I charge my trolling batteries and my starting battery due to the draw from my electronics especially since I tend to run my motor very little when I'm out. If you run and gun a lot you could likely get away without connecting the starting/ house battery. I've been thinking of adding a house battery and haven't decided if I'd charge off the motor or the onboard. Figuring out the right battery and charging strategy isn't as easy as it would seem.


----------



## g8rfly (Oct 9, 2011)

GitFishin said:


> I charge my trolling batteries and my starting battery due to the draw from my electronics especially since I tend to run my motor very little when I'm out. If you run and gun a lot you could likely get away without connecting the starting/ house battery. I've been thinking of adding a house battery and haven't decided if I'd charge off the motor or the onboard. Figuring out the right battery and charging strategy isn't as easy as it would seem.


if you add a house battery i would recommend the ACR charging system with switch combo. that gives you the opportunity to bridge the batteries, should something go wrong, and then the ACR opens up the bridge when the motor is running to charge both.

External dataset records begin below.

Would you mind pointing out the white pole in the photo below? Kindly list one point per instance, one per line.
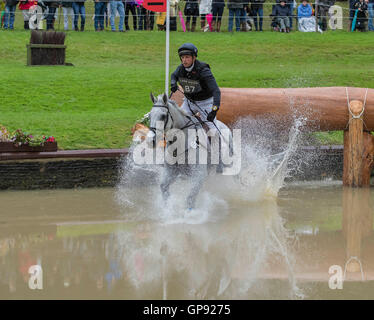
(167, 47)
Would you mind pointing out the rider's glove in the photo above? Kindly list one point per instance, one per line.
(212, 114)
(174, 87)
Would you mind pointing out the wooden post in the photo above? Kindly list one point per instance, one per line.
(354, 147)
(357, 223)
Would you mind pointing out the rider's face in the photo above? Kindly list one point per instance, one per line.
(187, 60)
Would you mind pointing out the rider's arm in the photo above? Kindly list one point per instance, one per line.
(174, 77)
(209, 79)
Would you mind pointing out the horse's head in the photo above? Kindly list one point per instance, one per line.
(160, 119)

Pretty slick system.


----------



## permitchaser (Aug 26, 2013)

I have a new cranking battery last year, I don't charge it. I charge my 2 TM batteries with an onboard about once a month


----------



## GitFishin (May 10, 2019)

g8rfly said:


> if you add a house battery i would recommend the ACR charging system with switch combo. that gives you the opportunity to bridge the batteries, should something go wrong, and then the ACR opens up the bridge when the motor is running to charge both. Pretty slick system.


I've seen the ACR setup but haven't been able to fully grasp it. Like you say it looks slick from what I can tell but I like to understand my gear before I go to operating it. I'm gonna dig in on that a bit more. Thanks!


----------



## lemaymiami (Feb 9, 2007)

I have an onboard charger for my TM batteries and one of them has the low side also connected to my starting battery by battery switch so I have the ability to combine them for staring power if needed - or simply eliminate my starting battery and use the TM battery to start with instead…. My starting battery is only re-charged by the motor (although I do keep a six amp clamp on charger to be able to charge the starting battery at home if needed).

I also keep a NOCO Boost on board for emergency starts if needed (for both the boat and/or my tow vehicle). Very handy… should have gotten one years ago…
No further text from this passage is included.